Pathetic demand for two real estate investment trust IPOs today speaks to continued worries that commercial mortgage-backed real estate may be the next leg of the financial stool to get kicked out from under the market.
Colony Financial (Nasdaq: CLNY) and Apollo Commercial Real Estate Finance (NYSE: ARI) each roughly halved their stock offerings today. They had been expected to raise about $900 million, but together they will now raise only $450 mln.
Along with a third REIT IPO expected to price Tuesday, Foursquare Capital Corp. (Nasdaq: FSQR), the three IPOs each plan to invest heavily in the CMBS market, with help from loans offered by federal programs including the TALF and PPIP.
All three are betting on market timing. The argument is that very low volumes in the wake of the real estate bust has resulted in great CMBS values, particularly in the lower tranches of the market. The IPOs seek to use experienced managers who can navigate a low-vol market where the banks still fear to tread. They will seek long-term deals that give favorable spreads over borrowing costs.
In theory, the IPOS may be an opprtunity for the REIT investors, too. The last big REIT boom was in 1990, just when the California real estate bubble burst was bursting. And between the end of 1990 and the beginning of 1995, REITs gained nearly 1.5-fold. But there may be good long-term fundamental reasons why banks continue to steer clear. In Q2, commercial loan delinquencies were still climbing. And the commercial property prices continue to fall, down nearly 40% from the 2007 peak. And in almost every U.S. geography, commercial occupancy and rental rates continue to drop.
All of that speaks to the worries of fixed income traders that CMBS could become the epicenter of the next financial contagion, resulting in higher TED spreads and greater systemic risk across all asset classes.

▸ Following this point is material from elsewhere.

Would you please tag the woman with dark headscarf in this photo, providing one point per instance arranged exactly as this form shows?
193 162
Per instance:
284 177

Even for hedge funds who might want to dabble in the lower tranches of CMBS, a deeper look into the S-11 filings of the IPOs provides reason for pause. Each of the three IPOs are starting from scratch with a newly organized financial company that will be externally advised by a manager. The CEOs and investment managers will have decades of market experience. But unlike most every IPO, there is no existing balance sheet, income statement or record of cash flows. There’s not much of a track record on paper.
For the two that halved their offerings, there may be deeper concerns. A look at Apollo reveals that there is no formal policy limiting the amount of debt the IPO may incur. And the board can change that leverage policy without shareholder consent. In the case of Colony, the manager it has hired has no experienced managing a public company, and only limited experience managing REIT assets.
All told, professional investment managers may see the new IPO REITS as a lose-lose situation. They provide big exposure to a market many managers still won’t touch.
And the skilled hedge funds brave enough to delve the lower-tranche depths of CMBS may be better served doing so on their own.